No sé cómo terminó esta historia, pues sucedió hace tantos miles de años que ya todo el mundo confundió u olvidó el final.
Pero algunos dicen que la luna muy apenada por la planta lloró lágrimas de coralitos blancos y que uno de esos coralitos cayó en la carita de “Nefar” y que esta fresca agua lunera despertó a una vieja abuela que dormía profundamente en sus raíces y así pudo escuchar los tristes suspiros de su lejana nieta.
Esta vieja abuela, al parecer, le enseñó un nuevo secreto y la planta aprendió de nuevo a llorar y se hizo muy fuerte.
Sus hojas fueron más verdes y hermosas que nunca y volvió a jugar con los espejismos del desierto y volvió a bailar con los vientos y volvió a mirar con asombro a la luna todas las noches, mientras sus otras abuelas se despertaban más charlatanas y volvieron a contarle preciosas leyendas.
Así que “Nefar” vivió muchos años, tuvo hijos, y se hizo abuela ocupando un lugar en sus raíces con sus otras queridas abuelas.
Pero nadie sabe qué viejo secreto le enseñó su vieja abuela para que volviera a vivir de nuevo.
Si yo lo supiera, no estaría escribiendo para ti este cuento, en estos momentos, sin mirar por esta noche a la luna con asombro.

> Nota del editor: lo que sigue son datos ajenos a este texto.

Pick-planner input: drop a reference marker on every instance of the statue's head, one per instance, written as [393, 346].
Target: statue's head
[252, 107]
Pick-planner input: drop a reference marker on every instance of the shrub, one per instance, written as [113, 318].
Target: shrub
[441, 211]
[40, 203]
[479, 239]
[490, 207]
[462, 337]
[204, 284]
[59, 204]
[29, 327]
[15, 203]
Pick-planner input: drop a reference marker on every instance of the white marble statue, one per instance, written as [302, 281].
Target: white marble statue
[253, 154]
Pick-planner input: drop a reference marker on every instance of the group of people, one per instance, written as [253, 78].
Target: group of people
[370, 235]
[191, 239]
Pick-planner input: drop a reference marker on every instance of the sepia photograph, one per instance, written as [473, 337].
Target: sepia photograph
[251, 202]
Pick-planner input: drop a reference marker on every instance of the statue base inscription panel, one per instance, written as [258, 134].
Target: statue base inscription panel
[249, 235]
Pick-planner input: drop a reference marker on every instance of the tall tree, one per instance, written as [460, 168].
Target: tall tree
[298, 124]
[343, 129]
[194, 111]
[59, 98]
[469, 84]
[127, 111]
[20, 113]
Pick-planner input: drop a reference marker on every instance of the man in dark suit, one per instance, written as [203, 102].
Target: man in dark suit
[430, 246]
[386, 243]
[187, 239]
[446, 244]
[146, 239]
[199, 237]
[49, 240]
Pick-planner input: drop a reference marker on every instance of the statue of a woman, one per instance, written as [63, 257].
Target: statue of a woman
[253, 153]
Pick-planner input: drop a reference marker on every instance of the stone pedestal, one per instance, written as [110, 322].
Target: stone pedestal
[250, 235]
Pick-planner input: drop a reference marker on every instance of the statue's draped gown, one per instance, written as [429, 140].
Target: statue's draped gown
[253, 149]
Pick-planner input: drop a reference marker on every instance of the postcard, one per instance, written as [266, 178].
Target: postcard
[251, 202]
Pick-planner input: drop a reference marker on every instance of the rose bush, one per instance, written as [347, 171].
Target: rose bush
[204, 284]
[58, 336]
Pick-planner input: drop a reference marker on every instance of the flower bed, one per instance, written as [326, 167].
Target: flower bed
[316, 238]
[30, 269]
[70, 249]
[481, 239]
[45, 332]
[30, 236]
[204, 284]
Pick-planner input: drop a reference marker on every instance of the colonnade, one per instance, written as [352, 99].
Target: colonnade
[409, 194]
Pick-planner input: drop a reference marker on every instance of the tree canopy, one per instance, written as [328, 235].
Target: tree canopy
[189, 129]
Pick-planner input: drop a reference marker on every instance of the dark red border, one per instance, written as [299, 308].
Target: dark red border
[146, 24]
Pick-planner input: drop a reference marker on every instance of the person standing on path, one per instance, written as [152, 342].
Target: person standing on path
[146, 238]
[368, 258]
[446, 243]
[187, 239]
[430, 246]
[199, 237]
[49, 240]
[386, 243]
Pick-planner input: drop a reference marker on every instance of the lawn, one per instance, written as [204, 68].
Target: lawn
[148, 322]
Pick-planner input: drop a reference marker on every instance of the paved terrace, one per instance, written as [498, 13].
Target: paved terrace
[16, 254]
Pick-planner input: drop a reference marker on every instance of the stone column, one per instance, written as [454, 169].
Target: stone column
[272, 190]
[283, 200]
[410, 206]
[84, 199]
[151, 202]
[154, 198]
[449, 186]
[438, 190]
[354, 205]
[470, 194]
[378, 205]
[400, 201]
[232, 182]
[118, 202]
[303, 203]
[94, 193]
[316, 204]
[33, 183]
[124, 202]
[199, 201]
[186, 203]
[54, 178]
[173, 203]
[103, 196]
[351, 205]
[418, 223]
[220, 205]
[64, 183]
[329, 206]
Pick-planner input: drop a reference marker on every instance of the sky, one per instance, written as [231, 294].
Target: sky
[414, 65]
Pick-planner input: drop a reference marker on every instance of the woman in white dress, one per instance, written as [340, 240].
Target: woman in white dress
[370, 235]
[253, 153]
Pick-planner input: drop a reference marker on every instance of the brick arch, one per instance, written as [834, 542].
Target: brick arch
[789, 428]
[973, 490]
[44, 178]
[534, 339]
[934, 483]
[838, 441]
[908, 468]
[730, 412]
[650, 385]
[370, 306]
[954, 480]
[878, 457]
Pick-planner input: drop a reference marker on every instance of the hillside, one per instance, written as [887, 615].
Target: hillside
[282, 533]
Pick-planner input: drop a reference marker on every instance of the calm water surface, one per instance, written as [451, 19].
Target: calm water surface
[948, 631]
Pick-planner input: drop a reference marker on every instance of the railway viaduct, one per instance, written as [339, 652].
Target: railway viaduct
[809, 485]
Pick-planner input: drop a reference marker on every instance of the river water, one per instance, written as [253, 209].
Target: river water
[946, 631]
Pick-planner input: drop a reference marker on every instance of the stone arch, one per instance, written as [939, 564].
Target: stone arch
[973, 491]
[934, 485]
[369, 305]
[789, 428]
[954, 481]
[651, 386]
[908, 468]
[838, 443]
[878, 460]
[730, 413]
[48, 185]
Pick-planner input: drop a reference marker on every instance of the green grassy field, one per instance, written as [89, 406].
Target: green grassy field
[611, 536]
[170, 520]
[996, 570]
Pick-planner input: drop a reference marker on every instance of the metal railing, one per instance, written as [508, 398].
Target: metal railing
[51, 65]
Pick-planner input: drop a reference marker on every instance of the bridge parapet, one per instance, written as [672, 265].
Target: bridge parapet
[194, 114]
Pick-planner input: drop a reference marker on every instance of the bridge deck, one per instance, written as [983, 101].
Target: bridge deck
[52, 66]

No se sabe qué extraño secreto fue aquel que le devolvió la vida y el llanto a la planta “Nefar”. Algunos dicen que fue el secreto de la espera, otros el del amor y otros que tal vez el secreto del olvido.

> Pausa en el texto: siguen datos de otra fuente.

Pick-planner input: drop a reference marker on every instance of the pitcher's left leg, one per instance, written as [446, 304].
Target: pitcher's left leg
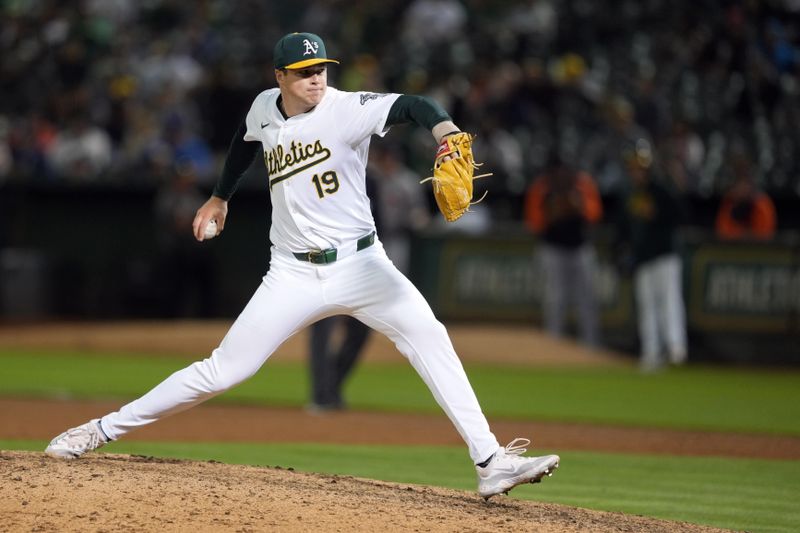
[386, 301]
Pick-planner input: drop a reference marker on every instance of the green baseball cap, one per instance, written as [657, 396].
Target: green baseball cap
[300, 50]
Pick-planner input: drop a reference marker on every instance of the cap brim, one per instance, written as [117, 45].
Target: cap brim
[309, 62]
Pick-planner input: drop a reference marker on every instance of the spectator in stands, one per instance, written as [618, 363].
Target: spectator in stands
[648, 224]
[81, 150]
[745, 212]
[560, 207]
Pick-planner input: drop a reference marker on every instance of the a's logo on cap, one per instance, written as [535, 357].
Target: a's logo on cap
[311, 48]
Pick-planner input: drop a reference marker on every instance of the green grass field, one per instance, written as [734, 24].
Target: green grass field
[742, 494]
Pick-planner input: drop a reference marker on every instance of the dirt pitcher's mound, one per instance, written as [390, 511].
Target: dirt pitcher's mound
[105, 492]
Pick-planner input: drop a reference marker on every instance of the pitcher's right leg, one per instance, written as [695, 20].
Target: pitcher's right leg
[288, 299]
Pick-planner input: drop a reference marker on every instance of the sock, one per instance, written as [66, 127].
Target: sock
[486, 462]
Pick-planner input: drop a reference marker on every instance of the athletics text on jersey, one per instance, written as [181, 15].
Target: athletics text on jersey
[316, 163]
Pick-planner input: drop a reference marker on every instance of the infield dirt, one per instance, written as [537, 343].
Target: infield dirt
[130, 493]
[104, 492]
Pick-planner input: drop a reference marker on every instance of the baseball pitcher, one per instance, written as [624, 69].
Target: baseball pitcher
[326, 258]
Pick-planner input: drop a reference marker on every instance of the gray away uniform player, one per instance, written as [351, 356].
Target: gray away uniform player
[325, 260]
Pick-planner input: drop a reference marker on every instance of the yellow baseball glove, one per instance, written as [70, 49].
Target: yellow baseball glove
[453, 172]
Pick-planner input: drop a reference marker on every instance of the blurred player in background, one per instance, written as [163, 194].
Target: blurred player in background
[560, 208]
[650, 214]
[745, 212]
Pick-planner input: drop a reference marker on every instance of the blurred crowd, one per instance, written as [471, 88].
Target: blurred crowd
[135, 92]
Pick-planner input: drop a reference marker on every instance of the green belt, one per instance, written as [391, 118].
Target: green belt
[323, 257]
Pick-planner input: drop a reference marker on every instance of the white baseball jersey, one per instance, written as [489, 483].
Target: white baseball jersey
[316, 163]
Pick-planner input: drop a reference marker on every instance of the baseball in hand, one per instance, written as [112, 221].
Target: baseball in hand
[211, 229]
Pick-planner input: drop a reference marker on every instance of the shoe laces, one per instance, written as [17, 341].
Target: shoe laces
[81, 435]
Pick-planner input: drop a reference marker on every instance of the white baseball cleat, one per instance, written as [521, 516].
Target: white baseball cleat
[508, 468]
[76, 441]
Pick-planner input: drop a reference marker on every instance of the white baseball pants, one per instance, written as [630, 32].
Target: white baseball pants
[660, 308]
[293, 295]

No me preguntes si la nube “Shiram” volvió, tampoco se sabe cierto. Tal vez volvió y la vio, tal vez volvió y no supo reconocerla o tal vez no volvió nunca.
Pero no le hagas mucho caso al final de este cuento, no te preocupes por la solución de aquella triste historia con final feliz, preocúpate sólo por la solución del secreto que tu puedes escuchar en tus propias raíces, cuando te encuentres en el solitario desierto y veas aparecer una nube acunada en sonidos de música que te hará proyectar sombras mágicas al compás de besos de lluvia, porque esa, hija mía, será tu nube.
Para ti mi hija, va dedicado este relato.
Cuando todavía yo aún no he conocido al hombre al que se le marque sobre su espalda la luna del guiño plateado, al tiempo que esa misma luna se refleje en mis ojos como en un espejo de plata. Cuando todavía, tú, mi hija, eres sólo un pensamiento, un deseo, un apunte de mis raíces, quiero decirte que yo también he amado. No con las imágenes tristes del cuento, sino con su fuerza. Con esto quiero decirte lo hermoso y bello que es amar.
Verano de 1986
Para mi hijo, y a través de él a todas las mujeres de mi familia materna y paterna, pasada, presente y futura.
Todas ellas hacen cosquillitas en los pies de mi único hijo, aportando Amor, Sabiduría y Vida.
Somos testigos de una hermosa obra de arte; somos el poema de la creación.
Tú, mi hijo, eres digno de confianza para honrar a todas estas mujeres que habitan en ti lo mismo que en mí. Sus lágrimas y risas no caen en el vacío.